For the past few months, Oxford University scientists have been testing a full head of hair found in a lead coffin in Romsey Abbey (Hampshire) in 1839. The hair, shaped as if it is still sitting on a head, having a plait which is several inches long and with small pieces of scalp, has been kept in a display case in the church since then.
Over the years there have been speculations about who the hair might have belonged to. As there originally was an outer wooden coffin and an inner wooden coffin inside the lead one, archaeologists believed it was a person of some significant status, or a saint, like St. Ethelflaeda, the first abbess and the abbey’s patron saint.
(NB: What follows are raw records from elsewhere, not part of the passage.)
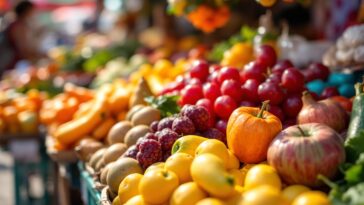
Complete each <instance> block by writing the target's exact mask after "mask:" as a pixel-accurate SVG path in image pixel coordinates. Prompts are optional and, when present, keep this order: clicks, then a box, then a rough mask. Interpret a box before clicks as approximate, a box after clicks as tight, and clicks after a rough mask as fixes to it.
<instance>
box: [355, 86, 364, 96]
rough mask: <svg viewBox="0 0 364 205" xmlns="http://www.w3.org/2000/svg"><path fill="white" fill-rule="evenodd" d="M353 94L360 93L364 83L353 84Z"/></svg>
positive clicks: (362, 87) (360, 93)
mask: <svg viewBox="0 0 364 205" xmlns="http://www.w3.org/2000/svg"><path fill="white" fill-rule="evenodd" d="M354 87H355V94H356V95H360V94H361V93H363V92H364V91H363V88H364V83H357V84H355V86H354Z"/></svg>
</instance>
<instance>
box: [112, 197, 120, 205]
mask: <svg viewBox="0 0 364 205" xmlns="http://www.w3.org/2000/svg"><path fill="white" fill-rule="evenodd" d="M112 205H121V203H120V199H119V197H118V196H117V197H115V199H114V200H112Z"/></svg>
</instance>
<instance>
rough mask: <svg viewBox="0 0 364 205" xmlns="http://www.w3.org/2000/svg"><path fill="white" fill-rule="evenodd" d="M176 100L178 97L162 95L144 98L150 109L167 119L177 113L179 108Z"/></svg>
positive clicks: (175, 96) (175, 95) (168, 95)
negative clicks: (151, 107) (162, 95)
mask: <svg viewBox="0 0 364 205" xmlns="http://www.w3.org/2000/svg"><path fill="white" fill-rule="evenodd" d="M178 99H179V96H178V95H163V96H158V97H154V96H150V97H146V98H145V99H144V100H145V102H147V103H148V104H149V105H151V106H152V107H154V108H156V109H158V110H160V111H161V115H162V117H168V116H172V115H174V114H177V113H179V111H180V107H179V106H178V104H177V101H178Z"/></svg>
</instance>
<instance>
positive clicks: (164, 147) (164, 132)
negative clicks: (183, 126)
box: [157, 128, 179, 151]
mask: <svg viewBox="0 0 364 205" xmlns="http://www.w3.org/2000/svg"><path fill="white" fill-rule="evenodd" d="M157 136H158V141H159V142H160V143H161V145H162V150H163V151H170V150H171V148H172V146H173V144H174V142H175V141H176V140H177V139H178V138H179V136H178V134H177V133H175V132H173V131H172V130H171V129H169V128H165V129H163V130H162V131H160V132H159V133H158V135H157Z"/></svg>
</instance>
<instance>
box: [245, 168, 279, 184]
mask: <svg viewBox="0 0 364 205" xmlns="http://www.w3.org/2000/svg"><path fill="white" fill-rule="evenodd" d="M262 185H269V186H271V187H274V188H276V189H278V190H280V189H281V186H282V183H281V179H280V178H279V176H278V174H277V171H276V170H275V169H274V168H273V167H271V166H269V165H265V164H258V165H255V166H254V167H252V168H251V169H250V170H249V171H248V172H247V173H246V176H245V181H244V187H245V189H246V190H249V189H253V188H255V187H258V186H262Z"/></svg>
Jamie Cameron, an archaeological scientist, had been fascinated with the hair as a seven-year-old, during a school trip to the abbey. Now, he was able to come back and test it. He cut off a small sample of the hair, which was then tested by a team of archaeologists at Oxford University’s “Relics Cluster”. The tests showed pine resin in the hair. The pine resin may have come from overseas, Cameron suggests.
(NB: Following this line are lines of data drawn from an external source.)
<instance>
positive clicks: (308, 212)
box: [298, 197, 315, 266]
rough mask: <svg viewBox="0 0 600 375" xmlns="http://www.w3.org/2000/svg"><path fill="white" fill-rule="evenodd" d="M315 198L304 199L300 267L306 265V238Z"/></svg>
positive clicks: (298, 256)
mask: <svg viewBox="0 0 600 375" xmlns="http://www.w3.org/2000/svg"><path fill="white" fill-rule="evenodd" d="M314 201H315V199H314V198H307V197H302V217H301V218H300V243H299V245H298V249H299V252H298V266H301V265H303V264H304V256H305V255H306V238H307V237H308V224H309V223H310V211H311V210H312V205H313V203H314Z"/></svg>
Radio carbon dating showed that the person lived in the mid to late Saxon era. Based on the results of the tests, the person probably died between 965 and 1045. Archaeologists also managed to find out what this person might have eaten, as the tests showed signals indicative of marine protein.
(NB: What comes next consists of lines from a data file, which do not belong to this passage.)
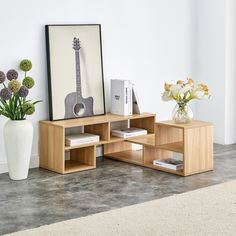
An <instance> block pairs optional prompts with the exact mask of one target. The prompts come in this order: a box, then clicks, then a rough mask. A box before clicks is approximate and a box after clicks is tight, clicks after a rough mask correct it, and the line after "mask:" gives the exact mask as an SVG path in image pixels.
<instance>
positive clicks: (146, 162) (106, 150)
mask: <svg viewBox="0 0 236 236" xmlns="http://www.w3.org/2000/svg"><path fill="white" fill-rule="evenodd" d="M126 121H127V122H128V123H129V124H130V126H131V127H137V128H143V129H146V130H147V132H148V134H147V135H142V136H137V137H132V138H127V139H123V138H119V137H114V136H112V135H111V129H112V127H113V125H114V123H117V122H118V123H119V122H126ZM39 127H40V167H42V168H45V169H48V170H52V171H55V172H57V173H61V174H68V173H73V172H77V171H84V170H90V169H94V168H96V147H97V146H100V145H103V150H104V156H105V157H107V158H110V159H114V160H118V161H123V162H127V163H131V164H135V165H140V166H144V167H147V168H152V169H155V170H160V171H165V172H168V173H171V174H176V175H181V176H187V175H192V174H196V173H201V172H205V171H209V170H212V169H213V138H212V131H213V127H212V124H210V123H208V122H204V121H193V122H192V123H190V124H184V125H183V124H175V123H173V122H172V121H163V122H158V123H155V115H154V114H151V113H143V114H140V115H133V116H118V115H113V114H107V115H104V116H95V117H88V118H80V119H73V120H64V121H41V122H40V125H39ZM77 127H83V129H84V131H85V132H89V133H93V134H97V135H99V136H100V142H97V143H89V144H83V145H77V146H65V133H66V131H67V129H71V128H77ZM133 143H134V144H140V145H142V146H143V149H142V150H138V151H135V150H132V144H133ZM175 153H178V154H179V155H182V158H183V165H184V167H183V170H180V171H175V170H171V169H167V168H164V167H159V166H155V165H153V160H161V159H165V158H170V157H173V155H174V154H175ZM66 156H67V158H68V156H69V159H68V160H67V158H66Z"/></svg>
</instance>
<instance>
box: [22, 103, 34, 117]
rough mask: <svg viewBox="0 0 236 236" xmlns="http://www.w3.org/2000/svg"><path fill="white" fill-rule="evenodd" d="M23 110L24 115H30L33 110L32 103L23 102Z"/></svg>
mask: <svg viewBox="0 0 236 236" xmlns="http://www.w3.org/2000/svg"><path fill="white" fill-rule="evenodd" d="M23 110H24V112H25V114H26V115H32V114H33V113H34V112H35V107H34V104H32V103H25V104H24V105H23Z"/></svg>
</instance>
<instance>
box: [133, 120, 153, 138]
mask: <svg viewBox="0 0 236 236" xmlns="http://www.w3.org/2000/svg"><path fill="white" fill-rule="evenodd" d="M155 119H156V118H155V116H151V117H145V118H139V119H130V127H136V128H141V129H146V130H147V132H148V134H154V132H155Z"/></svg>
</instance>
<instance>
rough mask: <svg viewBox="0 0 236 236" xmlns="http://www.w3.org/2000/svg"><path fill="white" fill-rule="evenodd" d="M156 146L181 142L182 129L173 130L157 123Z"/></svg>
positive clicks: (156, 131) (156, 130)
mask: <svg viewBox="0 0 236 236" xmlns="http://www.w3.org/2000/svg"><path fill="white" fill-rule="evenodd" d="M155 135H156V145H157V146H158V145H163V144H170V143H176V142H178V143H180V142H183V137H184V132H183V128H175V127H173V126H169V125H166V124H161V123H157V125H156V127H155Z"/></svg>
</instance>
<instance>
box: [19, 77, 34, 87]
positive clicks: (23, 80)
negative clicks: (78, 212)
mask: <svg viewBox="0 0 236 236" xmlns="http://www.w3.org/2000/svg"><path fill="white" fill-rule="evenodd" d="M22 84H23V85H24V86H25V87H26V88H28V89H31V88H32V87H33V86H34V80H33V78H31V77H29V76H27V77H25V78H24V79H23V81H22Z"/></svg>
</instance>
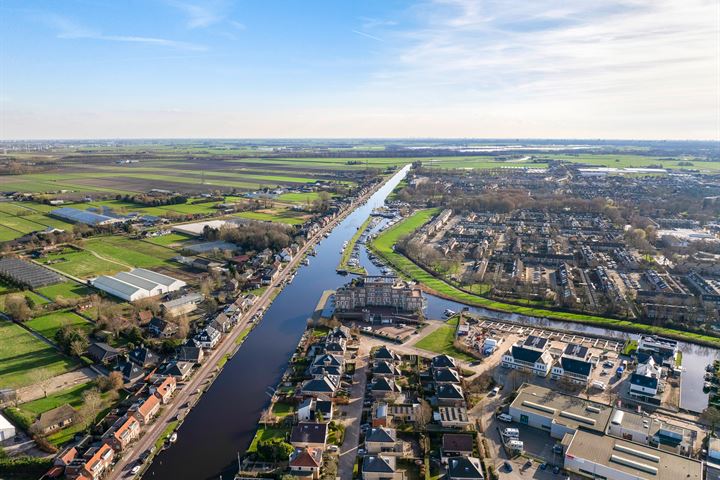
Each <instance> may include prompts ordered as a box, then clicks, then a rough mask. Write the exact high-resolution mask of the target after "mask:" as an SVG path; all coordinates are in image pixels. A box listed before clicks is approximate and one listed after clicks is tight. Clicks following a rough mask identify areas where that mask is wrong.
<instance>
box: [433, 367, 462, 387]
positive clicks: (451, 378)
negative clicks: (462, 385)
mask: <svg viewBox="0 0 720 480" xmlns="http://www.w3.org/2000/svg"><path fill="white" fill-rule="evenodd" d="M433 379H434V380H435V381H436V382H455V383H460V376H459V375H458V373H457V371H455V369H454V368H438V369H436V370H433Z"/></svg>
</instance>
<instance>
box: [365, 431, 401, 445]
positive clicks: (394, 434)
mask: <svg viewBox="0 0 720 480" xmlns="http://www.w3.org/2000/svg"><path fill="white" fill-rule="evenodd" d="M365 441H366V442H382V443H394V442H395V432H394V431H391V430H388V429H386V428H382V427H380V428H373V429H372V430H370V432H368V434H367V436H366V437H365Z"/></svg>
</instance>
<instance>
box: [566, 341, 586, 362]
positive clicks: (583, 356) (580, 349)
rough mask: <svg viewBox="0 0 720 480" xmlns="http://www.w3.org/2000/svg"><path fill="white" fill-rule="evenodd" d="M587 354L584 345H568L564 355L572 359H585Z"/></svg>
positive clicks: (566, 347) (569, 344) (585, 348)
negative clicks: (574, 357)
mask: <svg viewBox="0 0 720 480" xmlns="http://www.w3.org/2000/svg"><path fill="white" fill-rule="evenodd" d="M587 352H588V348H587V347H586V346H585V345H578V344H576V343H569V344H568V345H567V346H566V347H565V355H572V356H573V357H578V358H585V357H587Z"/></svg>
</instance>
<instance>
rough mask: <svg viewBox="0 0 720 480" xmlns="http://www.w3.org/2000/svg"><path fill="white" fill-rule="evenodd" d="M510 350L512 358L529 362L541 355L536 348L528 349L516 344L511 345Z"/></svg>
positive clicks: (517, 359)
mask: <svg viewBox="0 0 720 480" xmlns="http://www.w3.org/2000/svg"><path fill="white" fill-rule="evenodd" d="M511 352H512V356H513V358H515V359H517V360H522V361H523V362H529V363H535V362H537V360H538V359H539V358H540V357H541V356H542V352H539V351H537V350H530V349H527V348H524V347H518V346H516V345H513V347H512V349H511Z"/></svg>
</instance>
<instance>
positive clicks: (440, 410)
mask: <svg viewBox="0 0 720 480" xmlns="http://www.w3.org/2000/svg"><path fill="white" fill-rule="evenodd" d="M433 419H434V420H435V421H436V422H438V423H439V424H440V426H441V427H445V428H462V429H464V428H466V427H468V426H469V425H470V420H469V419H468V416H467V409H466V408H465V407H438V411H437V412H435V413H434V414H433Z"/></svg>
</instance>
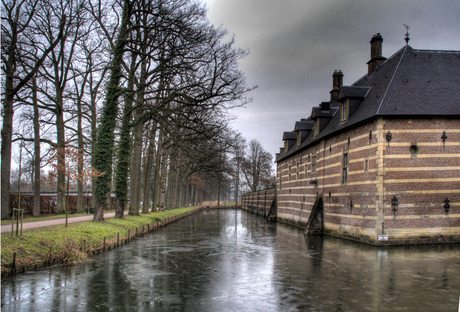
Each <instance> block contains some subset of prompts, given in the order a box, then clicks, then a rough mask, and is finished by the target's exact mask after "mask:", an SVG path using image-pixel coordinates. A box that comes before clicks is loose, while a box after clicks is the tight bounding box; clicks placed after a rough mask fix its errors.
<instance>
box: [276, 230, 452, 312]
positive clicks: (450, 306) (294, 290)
mask: <svg viewBox="0 0 460 312" xmlns="http://www.w3.org/2000/svg"><path fill="white" fill-rule="evenodd" d="M276 242H277V249H278V250H277V252H278V256H277V258H276V259H275V261H274V272H281V273H278V278H279V279H280V280H277V281H276V284H277V285H279V287H280V288H281V289H278V293H280V294H281V296H282V298H285V300H286V301H289V298H297V301H296V302H294V301H293V302H291V304H292V306H289V309H286V310H289V311H397V310H407V311H449V309H455V308H456V307H457V308H458V294H457V290H456V289H457V287H459V286H460V279H459V278H460V275H459V271H458V254H459V252H460V245H458V244H444V245H437V246H432V245H411V246H393V247H392V248H385V247H375V246H370V245H366V244H359V243H356V242H353V241H348V240H343V239H338V238H336V237H330V236H322V235H308V236H304V235H303V233H302V232H301V231H298V230H297V229H296V228H294V227H287V226H284V225H282V224H279V225H278V227H277V232H276ZM441 297H444V298H441ZM298 298H304V299H305V300H299V299H298ZM448 298H449V299H448ZM299 302H301V304H299ZM286 305H287V304H286Z"/></svg>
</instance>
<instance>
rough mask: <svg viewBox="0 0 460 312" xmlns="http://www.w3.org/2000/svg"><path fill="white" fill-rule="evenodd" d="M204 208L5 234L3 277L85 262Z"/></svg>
mask: <svg viewBox="0 0 460 312" xmlns="http://www.w3.org/2000/svg"><path fill="white" fill-rule="evenodd" d="M202 209H204V207H189V208H180V209H173V210H167V211H162V212H153V213H149V214H140V215H139V216H125V217H124V219H123V220H121V219H117V218H106V220H105V221H104V222H92V221H85V222H79V223H73V224H69V225H68V226H67V227H65V226H64V225H54V226H47V227H39V228H34V229H30V230H24V231H23V234H22V235H20V236H16V234H14V235H13V236H12V235H11V233H10V232H5V233H2V236H1V242H2V246H1V251H2V253H1V255H2V257H1V258H2V259H1V263H2V264H1V272H2V277H3V276H6V275H10V274H15V273H19V272H22V273H23V272H26V271H28V270H32V269H38V268H41V267H46V266H49V265H53V264H59V263H63V264H71V263H78V262H82V261H86V260H87V259H88V257H90V256H91V255H94V254H98V253H100V252H104V251H106V250H110V249H113V248H116V247H118V246H120V245H124V244H126V243H128V242H130V241H131V240H133V239H136V238H137V237H139V236H142V235H144V234H147V233H149V232H151V231H155V230H157V229H158V228H161V227H164V226H165V225H167V224H169V223H171V222H174V221H176V220H179V219H181V218H184V217H187V216H190V215H191V214H193V213H196V212H198V211H200V210H202Z"/></svg>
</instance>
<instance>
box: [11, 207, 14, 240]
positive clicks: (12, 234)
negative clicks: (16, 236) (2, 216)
mask: <svg viewBox="0 0 460 312" xmlns="http://www.w3.org/2000/svg"><path fill="white" fill-rule="evenodd" d="M13 237H14V208H13V216H12V218H11V238H13Z"/></svg>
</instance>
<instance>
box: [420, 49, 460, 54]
mask: <svg viewBox="0 0 460 312" xmlns="http://www.w3.org/2000/svg"><path fill="white" fill-rule="evenodd" d="M412 50H413V51H414V52H419V53H456V54H460V51H458V50H424V49H412Z"/></svg>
“The fact that this person had a marine diet could be very specific to perhaps members of the monastic community”, says Frank Green, the abbey’s archaeological adviser. “And the context of the burial in what would have been the south transept of the previous building right against the abbesses’ doorway, strongly suggests it’s someone linked to the monastic community.”
Though archaeologists still aren’t able to say for sure whether the hair belonged to St Ethelflaeda, there is a story to tell the children on the school trips to Romsey Abbey.